NL8702680A - NEW BENZOGCHINOLINS AND METHODS FOR PREPARING AND USING THESE COMPOUNDS. - Google Patents

Description

- New benzo / g / quinolines and methods for preparing and using these compounds -

This invention relates to octa-hydrobenzoZg7quinolines, to methods of preparing these compounds and to pharmaceutical compositions containing them.

The present invention relates to compounds of formula I, wherein an alkyl group of 1-4 carbon atoms represents an allyl group or a 2-propinyl group, one of the substituents R2 and R1 is an alkyl group of 1-4 carbon atoms and the other substituent represents a group of formula Ia, wherein

Rg and Rc independently represent the methyl or ethyl group, n = 2, 3 or 4, and Rc and Rc independently represent a hydrogen atom, a hydroxyl group, methoxy group, alkanoyloxy group having 1-4 carbon atoms or benzoyloxy group, provided that both substituents cannot be simultaneously hydrogen, in free base form or in the form of an acid addition salt, in the (3R, 4aR, 10aR) or (3S, 4aS, 10aS) optical isomer form or in the form of a mixture of these isomers.

In the aforementioned formula, as well as in the following description and claims, the formulas of the octahydrobenzo Zg7quinolines include not only the single stereoisomer shown, but also optical antipodes thereof and mixtures of the optical isomers, eg racemates.

The recommended optical isomers are the (3R, 4aR, 10aR) isomers.

The compounds of formula I can exist in the free base form or in the form of an acid addition salt.

The free base forms can be converted into their acid addition salts in a conventional manner and vice versa. For example, the compounds of the formula I can be converted into acid addition salt forms with, for example, inorganic acids, such as hydrogen chloride, or with organic acids, such as maleic acid.

In formula I, the following separate definitions and combinations thereof are recommended: RJ represents an n-propyl group or allyl group, R.2 represents a group of formula Ia, in particular of formula Ib, is an alkyl group, in particular the ethyl group, is the hydroxyl group or the methoxy group, and R 1 represents a hydrogen atom.
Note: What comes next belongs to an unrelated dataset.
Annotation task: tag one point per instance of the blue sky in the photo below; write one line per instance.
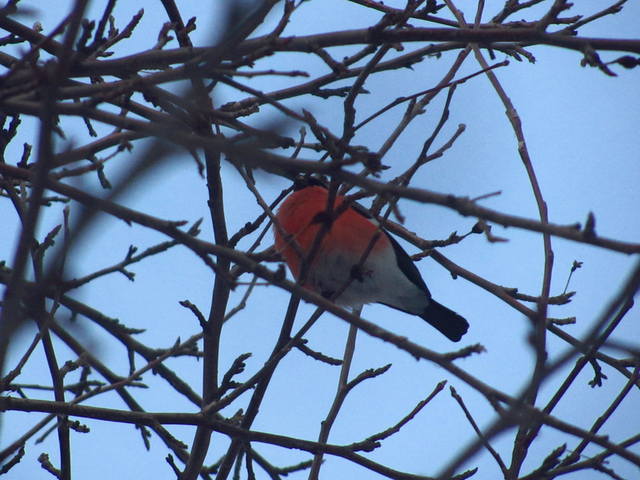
(581, 131)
The present invention also provides a process for preparing a compound of formula I, wherein a) for preparing a compound of formula I, wherein R 1 and R 1 independently represent a hydrogen atom or the methoxy group, under the provided that both cannot be simultaneously hydrogen, a compound of formula II, wherein R 1 'and / or R' - represents the methoxy group, to N-alkylate in the 1-position, or b) to prepare a compound of formula I, wherein R 1 and R 2, independently of each other, represent a hydrogen atom or the hydroxyl group, on the condition that both cannot be simultaneously hydrogen, a compound of formula I, wherein R 1 and / or R 1 represent the methoxy group, to subject to an ether cleavage, or c) to prepare a compound of formula I, wherein R, and R 4, independently, represent a hydrogen atom, an alkanoyloxy group of 1-4 carbon atoms or the benzoyl oxy group, onde r the condition that both cannot be simultaneously hydrogen, to react a compound of formula I, wherein R 1 and / or R 1 represent the hydroxyl group with an alkanoic acid of 1-4 carbon atoms or with benzoic acid or with a reactive derivative of a separate such acid and the compound of formula I in the form of a free base or an acid addition salt.

, 8 7 0 2 6 8 0 - 3 - \

Process a) can be carried out in a conventional manner for an N-alkylation process. For example, it can be carried out by reacting a compound of formula R 2 Z where Z is a cleavable group. Z preferably represents a chlorine, bromine or iodine atom or the acid group of an organic sulfonic acid, for example methanesulfonyloxy or p-toxyloxy group. The reaction is preferably carried out in the presence of an acid-binding agent, for example sodium carbonate or an organic base.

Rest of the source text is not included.